Negli ultimi mesi diversi episodi di cronaca – dalla detenuta rimasta incinta nella casa di reclusione di Vercelli a quella di Rebibbia finita a processo per aver avuto un rapporto sessuale durante i colloqui – hanno riacceso il dibattito sul diritto all’affettività. E proprio il caso di Vercelli, secondo alcuni, potrebbe aver contribuito a rallentare l’avvio degli incontri nell’istituto torinese. Al momento non è stata fissata una nuova data per l’avvio dei colloqui intimi, ma per la Garante «è questione di tempo», precisa. «Mantenere un legame affettivo, anche fisico, aiuta a non recidere rapporti fondamentali – prosegue Berardinelli -. Spesso la reclusione interrompe relazioni che invece possono essere un punto di riferimento positivo nel percorso di reinserimento».
Le (poche) stanze dell’affettività e lo spazio nel carcere “Lorusso e Cutugno” di Torino
I primi permessi per i colloqui intimi in carcere erano stati concessi a Terni e Parma lo scorso febbraio, seguiti dall’inaugurazione della cosiddetta stanza dell’affettività nell’istituto di Padova. L’ultima, inaugurata il 1° novembre ma non ancora operativa, è quella di Torino, dove i detenuti hanno diritto a due ore al mese coi propri partner. «Si tratta di un locale abbastanza ampio, all’incirca una quindicina di metri quadri – ci spiega Berardinelli -, dotato di un letto matrimoniale costruito dai detenuti stessi e di un bagno adeguato».

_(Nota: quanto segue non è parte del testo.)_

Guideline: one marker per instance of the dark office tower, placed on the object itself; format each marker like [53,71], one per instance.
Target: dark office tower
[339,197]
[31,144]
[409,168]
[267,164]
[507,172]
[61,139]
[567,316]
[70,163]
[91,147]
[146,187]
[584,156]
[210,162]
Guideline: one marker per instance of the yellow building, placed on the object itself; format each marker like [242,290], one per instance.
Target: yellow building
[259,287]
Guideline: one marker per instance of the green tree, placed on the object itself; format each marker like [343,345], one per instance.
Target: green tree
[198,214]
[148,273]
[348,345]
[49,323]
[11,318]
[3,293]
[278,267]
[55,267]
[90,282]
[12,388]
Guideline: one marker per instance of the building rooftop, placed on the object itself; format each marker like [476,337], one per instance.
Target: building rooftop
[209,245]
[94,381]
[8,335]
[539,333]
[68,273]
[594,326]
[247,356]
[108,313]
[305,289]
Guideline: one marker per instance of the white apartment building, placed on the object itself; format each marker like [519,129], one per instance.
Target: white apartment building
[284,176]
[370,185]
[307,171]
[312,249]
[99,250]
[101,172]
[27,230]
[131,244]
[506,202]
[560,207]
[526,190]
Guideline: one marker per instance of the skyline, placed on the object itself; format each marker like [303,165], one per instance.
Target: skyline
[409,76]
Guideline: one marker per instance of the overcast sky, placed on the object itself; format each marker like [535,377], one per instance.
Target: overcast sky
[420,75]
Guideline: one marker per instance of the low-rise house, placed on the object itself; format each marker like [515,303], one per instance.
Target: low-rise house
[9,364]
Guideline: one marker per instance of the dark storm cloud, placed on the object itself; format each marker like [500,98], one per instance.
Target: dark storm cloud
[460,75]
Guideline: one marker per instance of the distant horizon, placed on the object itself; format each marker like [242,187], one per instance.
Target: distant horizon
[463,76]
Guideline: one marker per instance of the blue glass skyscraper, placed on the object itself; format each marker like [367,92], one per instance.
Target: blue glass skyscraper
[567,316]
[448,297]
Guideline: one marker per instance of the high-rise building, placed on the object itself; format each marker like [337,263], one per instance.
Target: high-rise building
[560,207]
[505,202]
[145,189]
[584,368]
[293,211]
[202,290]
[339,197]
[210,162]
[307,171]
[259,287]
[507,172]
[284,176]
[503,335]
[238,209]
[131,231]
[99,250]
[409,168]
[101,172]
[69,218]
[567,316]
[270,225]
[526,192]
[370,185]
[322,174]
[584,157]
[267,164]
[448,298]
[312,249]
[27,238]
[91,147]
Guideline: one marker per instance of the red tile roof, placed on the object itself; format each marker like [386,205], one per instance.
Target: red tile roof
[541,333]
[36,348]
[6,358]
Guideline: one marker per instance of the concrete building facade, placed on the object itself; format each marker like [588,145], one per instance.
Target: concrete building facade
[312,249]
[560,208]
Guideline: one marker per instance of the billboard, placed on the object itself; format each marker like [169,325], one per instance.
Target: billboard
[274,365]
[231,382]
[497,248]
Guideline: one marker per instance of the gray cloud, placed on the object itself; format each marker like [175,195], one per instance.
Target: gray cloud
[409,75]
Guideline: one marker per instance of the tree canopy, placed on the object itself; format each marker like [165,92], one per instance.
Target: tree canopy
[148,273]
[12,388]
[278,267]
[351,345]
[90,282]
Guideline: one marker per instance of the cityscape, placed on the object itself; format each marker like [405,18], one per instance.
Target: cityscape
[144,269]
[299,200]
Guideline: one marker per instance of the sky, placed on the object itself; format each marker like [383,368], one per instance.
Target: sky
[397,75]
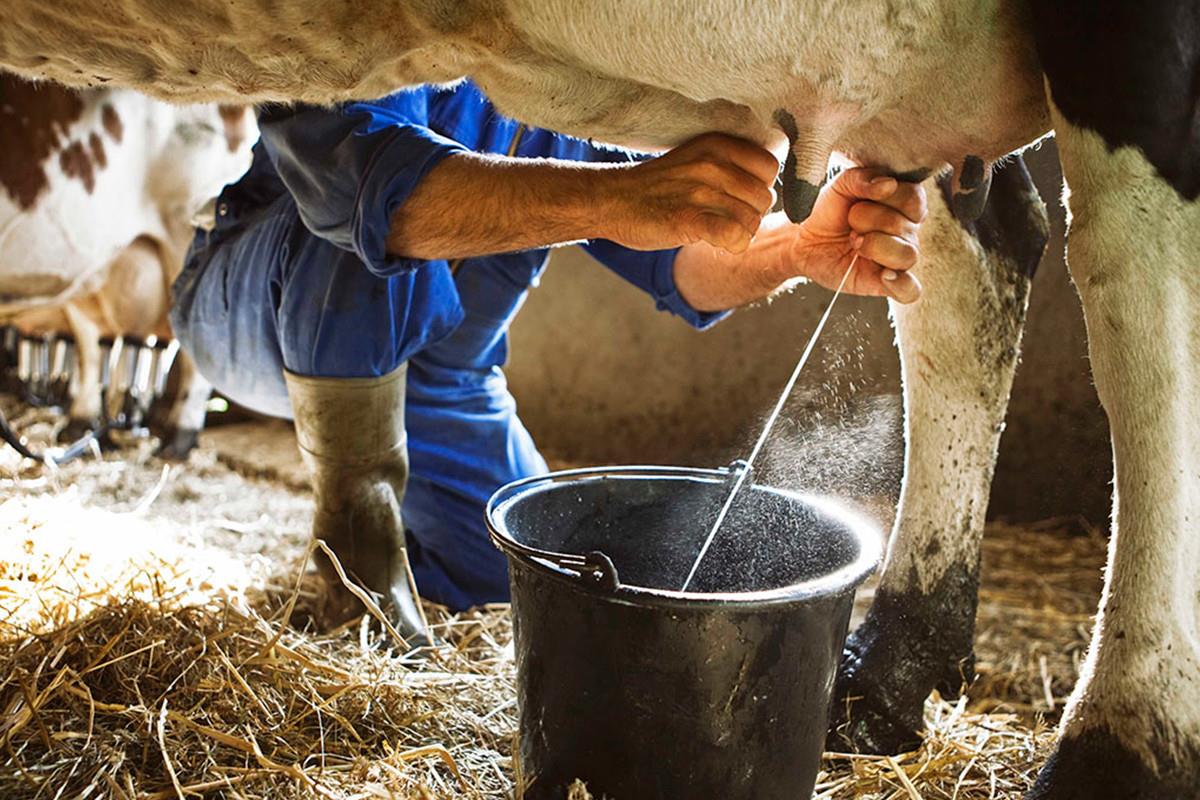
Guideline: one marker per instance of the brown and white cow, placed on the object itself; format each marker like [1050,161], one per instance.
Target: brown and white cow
[97,192]
[915,85]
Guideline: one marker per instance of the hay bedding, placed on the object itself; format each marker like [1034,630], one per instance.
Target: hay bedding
[154,643]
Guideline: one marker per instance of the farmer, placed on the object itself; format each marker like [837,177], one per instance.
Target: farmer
[361,278]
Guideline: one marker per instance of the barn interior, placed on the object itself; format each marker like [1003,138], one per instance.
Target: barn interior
[157,635]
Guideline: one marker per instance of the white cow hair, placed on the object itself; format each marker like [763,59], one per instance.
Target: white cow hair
[923,83]
[117,246]
[1143,669]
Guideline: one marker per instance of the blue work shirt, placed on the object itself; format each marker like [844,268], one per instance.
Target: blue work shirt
[297,276]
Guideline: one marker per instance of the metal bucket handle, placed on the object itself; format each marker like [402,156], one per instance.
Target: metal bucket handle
[593,569]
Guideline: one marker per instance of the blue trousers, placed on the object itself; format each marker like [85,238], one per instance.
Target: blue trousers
[267,295]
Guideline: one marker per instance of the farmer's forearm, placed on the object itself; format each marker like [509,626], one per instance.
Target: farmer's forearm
[475,205]
[712,280]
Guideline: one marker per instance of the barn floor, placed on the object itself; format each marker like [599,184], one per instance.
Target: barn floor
[155,643]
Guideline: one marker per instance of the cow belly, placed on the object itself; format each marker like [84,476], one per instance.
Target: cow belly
[643,74]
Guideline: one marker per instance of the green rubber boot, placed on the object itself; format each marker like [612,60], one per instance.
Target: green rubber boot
[352,439]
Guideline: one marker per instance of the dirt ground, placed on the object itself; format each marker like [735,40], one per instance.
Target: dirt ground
[155,643]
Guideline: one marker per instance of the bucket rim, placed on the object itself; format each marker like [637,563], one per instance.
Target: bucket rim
[832,584]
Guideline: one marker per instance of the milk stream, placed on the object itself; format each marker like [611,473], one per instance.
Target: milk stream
[747,465]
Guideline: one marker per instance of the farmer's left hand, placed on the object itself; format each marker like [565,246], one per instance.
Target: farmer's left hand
[867,212]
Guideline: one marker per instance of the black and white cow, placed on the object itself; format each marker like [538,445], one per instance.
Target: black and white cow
[919,86]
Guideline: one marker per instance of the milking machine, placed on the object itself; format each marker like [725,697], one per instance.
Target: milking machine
[43,371]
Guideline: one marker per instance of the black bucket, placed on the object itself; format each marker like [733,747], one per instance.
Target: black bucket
[647,692]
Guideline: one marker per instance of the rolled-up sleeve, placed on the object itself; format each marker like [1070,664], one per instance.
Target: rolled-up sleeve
[349,169]
[653,272]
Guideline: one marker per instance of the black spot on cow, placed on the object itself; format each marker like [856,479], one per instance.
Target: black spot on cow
[1013,222]
[798,194]
[34,121]
[1129,71]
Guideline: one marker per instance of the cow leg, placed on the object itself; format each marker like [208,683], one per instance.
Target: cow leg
[185,416]
[1132,727]
[958,353]
[84,413]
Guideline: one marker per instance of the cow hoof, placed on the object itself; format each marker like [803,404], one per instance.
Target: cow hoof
[910,644]
[178,445]
[1097,764]
[874,713]
[75,429]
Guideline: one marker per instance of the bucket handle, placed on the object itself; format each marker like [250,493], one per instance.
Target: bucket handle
[594,569]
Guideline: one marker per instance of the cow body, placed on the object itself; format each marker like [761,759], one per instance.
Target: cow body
[912,85]
[97,191]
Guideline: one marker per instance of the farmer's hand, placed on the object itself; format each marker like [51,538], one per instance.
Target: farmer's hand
[714,188]
[867,212]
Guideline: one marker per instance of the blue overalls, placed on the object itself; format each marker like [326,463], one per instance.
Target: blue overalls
[295,276]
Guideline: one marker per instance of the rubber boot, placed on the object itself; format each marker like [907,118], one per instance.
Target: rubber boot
[352,438]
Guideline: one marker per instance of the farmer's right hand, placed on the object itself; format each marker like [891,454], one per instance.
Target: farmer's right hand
[713,188]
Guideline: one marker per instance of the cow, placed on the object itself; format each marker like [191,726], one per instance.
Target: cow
[97,192]
[937,90]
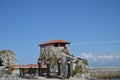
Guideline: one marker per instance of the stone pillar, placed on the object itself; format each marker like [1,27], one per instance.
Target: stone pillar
[39,67]
[59,69]
[69,71]
[48,68]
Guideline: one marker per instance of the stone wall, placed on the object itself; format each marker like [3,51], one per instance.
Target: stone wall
[109,72]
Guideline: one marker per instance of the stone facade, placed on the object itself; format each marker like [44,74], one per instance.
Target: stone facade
[59,49]
[54,52]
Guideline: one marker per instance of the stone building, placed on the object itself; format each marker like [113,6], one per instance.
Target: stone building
[54,50]
[8,57]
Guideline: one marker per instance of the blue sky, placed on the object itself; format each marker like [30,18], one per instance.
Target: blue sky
[92,27]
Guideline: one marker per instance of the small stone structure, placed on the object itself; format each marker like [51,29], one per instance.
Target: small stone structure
[54,50]
[59,49]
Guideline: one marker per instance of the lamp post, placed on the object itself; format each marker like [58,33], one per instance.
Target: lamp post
[48,68]
[39,67]
[68,64]
[59,70]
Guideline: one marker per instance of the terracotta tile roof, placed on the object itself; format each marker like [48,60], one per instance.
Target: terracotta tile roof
[25,66]
[54,41]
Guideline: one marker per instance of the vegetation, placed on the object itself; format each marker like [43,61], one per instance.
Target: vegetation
[85,62]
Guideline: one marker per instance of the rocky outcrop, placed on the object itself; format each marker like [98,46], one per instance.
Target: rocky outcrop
[8,57]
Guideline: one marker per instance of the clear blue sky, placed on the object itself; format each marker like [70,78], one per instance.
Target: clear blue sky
[92,27]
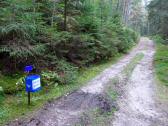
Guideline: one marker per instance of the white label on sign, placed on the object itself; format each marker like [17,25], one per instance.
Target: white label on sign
[36,84]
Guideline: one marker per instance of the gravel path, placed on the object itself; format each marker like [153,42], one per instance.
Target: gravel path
[137,105]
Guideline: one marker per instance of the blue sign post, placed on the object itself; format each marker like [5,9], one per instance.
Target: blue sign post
[33,82]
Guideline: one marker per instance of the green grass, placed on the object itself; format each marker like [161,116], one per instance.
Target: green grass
[15,106]
[94,117]
[161,68]
[161,63]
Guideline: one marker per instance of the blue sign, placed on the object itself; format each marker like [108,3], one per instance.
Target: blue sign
[28,68]
[33,83]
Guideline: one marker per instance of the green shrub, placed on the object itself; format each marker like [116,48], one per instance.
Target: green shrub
[161,60]
[1,95]
[9,84]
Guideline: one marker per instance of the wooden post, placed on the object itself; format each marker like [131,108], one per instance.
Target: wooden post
[28,98]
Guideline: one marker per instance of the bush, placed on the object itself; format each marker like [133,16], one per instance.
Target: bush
[64,73]
[9,84]
[1,95]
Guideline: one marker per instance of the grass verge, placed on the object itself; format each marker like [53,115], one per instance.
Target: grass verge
[95,117]
[15,106]
[161,67]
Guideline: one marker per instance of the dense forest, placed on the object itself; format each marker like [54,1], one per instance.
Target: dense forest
[58,37]
[158,28]
[65,39]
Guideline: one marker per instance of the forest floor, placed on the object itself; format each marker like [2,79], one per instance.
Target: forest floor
[133,96]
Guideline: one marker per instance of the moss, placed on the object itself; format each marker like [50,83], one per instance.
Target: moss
[161,63]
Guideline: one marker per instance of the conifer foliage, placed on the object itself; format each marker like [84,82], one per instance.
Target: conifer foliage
[77,32]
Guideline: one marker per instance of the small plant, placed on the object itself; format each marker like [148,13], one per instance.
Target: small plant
[1,95]
[50,77]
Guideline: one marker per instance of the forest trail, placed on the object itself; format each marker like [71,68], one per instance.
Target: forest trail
[137,103]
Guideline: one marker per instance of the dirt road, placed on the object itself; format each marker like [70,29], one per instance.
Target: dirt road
[137,103]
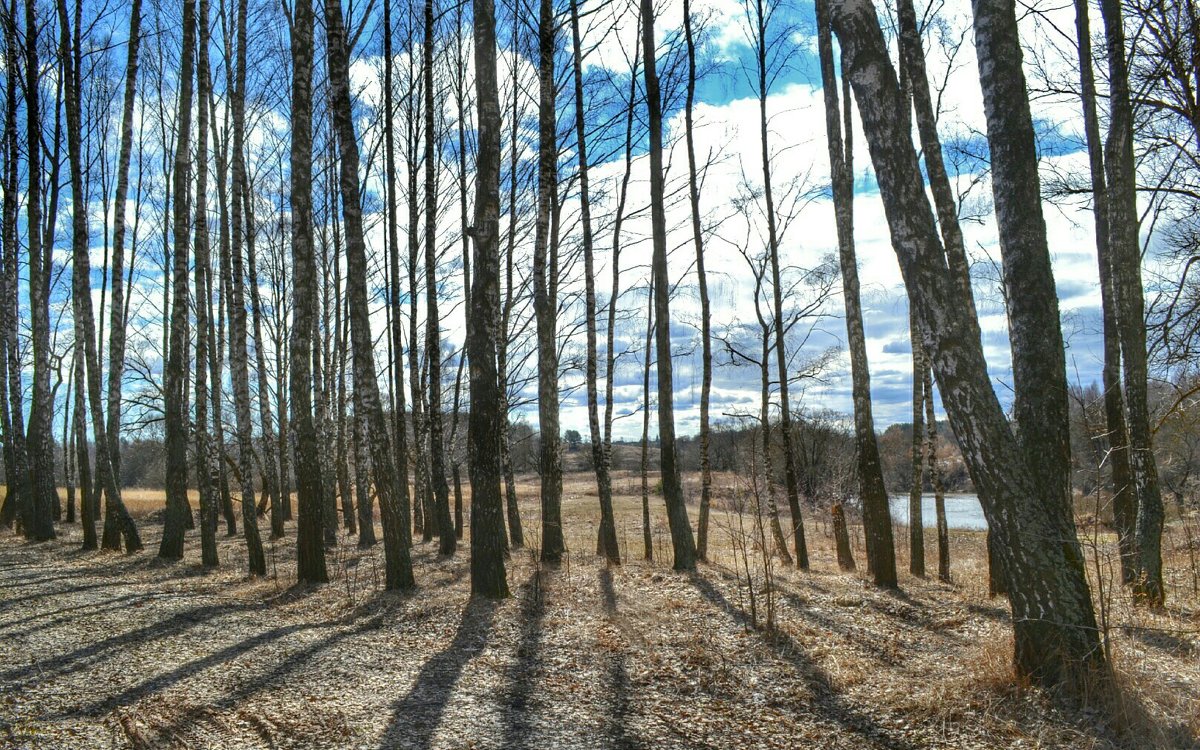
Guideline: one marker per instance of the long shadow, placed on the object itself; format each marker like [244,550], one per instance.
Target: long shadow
[415,718]
[1162,640]
[7,604]
[618,678]
[523,675]
[274,677]
[825,697]
[165,628]
[11,629]
[161,682]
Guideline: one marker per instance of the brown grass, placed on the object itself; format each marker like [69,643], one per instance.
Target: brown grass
[635,654]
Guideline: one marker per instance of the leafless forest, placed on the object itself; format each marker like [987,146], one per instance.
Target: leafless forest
[460,375]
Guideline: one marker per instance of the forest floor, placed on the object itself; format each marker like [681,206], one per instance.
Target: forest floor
[108,651]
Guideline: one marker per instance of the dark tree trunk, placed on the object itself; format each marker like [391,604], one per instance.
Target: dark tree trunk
[545,300]
[706,383]
[117,310]
[935,474]
[17,469]
[1131,318]
[400,421]
[841,538]
[40,495]
[239,365]
[366,388]
[647,537]
[310,550]
[682,540]
[175,375]
[1123,497]
[208,491]
[917,481]
[876,511]
[487,420]
[606,543]
[447,539]
[1054,623]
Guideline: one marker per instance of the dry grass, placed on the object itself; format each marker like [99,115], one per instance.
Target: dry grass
[130,652]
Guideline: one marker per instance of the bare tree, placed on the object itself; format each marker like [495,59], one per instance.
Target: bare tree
[487,419]
[366,388]
[1055,631]
[876,511]
[682,540]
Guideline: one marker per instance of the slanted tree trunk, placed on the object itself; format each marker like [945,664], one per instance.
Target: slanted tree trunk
[706,330]
[647,538]
[606,543]
[400,421]
[1131,309]
[208,491]
[1056,640]
[487,420]
[545,303]
[762,49]
[221,148]
[17,468]
[682,540]
[366,388]
[310,550]
[175,373]
[117,310]
[447,539]
[1123,496]
[265,419]
[40,495]
[841,538]
[917,486]
[935,474]
[239,365]
[876,511]
[516,534]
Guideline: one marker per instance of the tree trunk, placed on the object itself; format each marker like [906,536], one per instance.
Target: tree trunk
[876,510]
[40,495]
[841,538]
[239,366]
[545,305]
[606,543]
[17,468]
[1131,304]
[366,388]
[447,539]
[175,373]
[935,474]
[706,331]
[1054,623]
[487,420]
[400,421]
[1123,497]
[647,538]
[682,540]
[203,304]
[917,486]
[117,310]
[310,550]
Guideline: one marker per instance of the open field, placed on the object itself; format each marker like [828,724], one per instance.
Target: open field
[106,651]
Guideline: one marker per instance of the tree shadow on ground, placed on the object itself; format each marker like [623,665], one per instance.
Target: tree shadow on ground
[415,718]
[79,658]
[617,723]
[526,667]
[826,702]
[274,677]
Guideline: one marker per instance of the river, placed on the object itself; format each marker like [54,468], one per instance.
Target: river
[963,511]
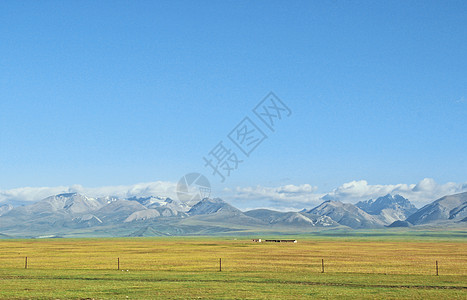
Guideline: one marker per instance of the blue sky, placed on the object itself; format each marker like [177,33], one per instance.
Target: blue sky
[122,92]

Chi potrà accedere e chi no
Potranno accedere agli incontri intimi i detenuti sposati, uniti civilmente o stabilmente conviventi, con priorità per chi non usufruisce di permessi premio, chi ha pene più lunghe o si trova in carcere da più tempo. La stanza sarà accessibile anche alle persone recluse in altri istituti di Piemonte e Valle d’Aosta, «ma non è ancora chiaro come saranno organizzati gli spostamenti», precisa ancora Berardinelli.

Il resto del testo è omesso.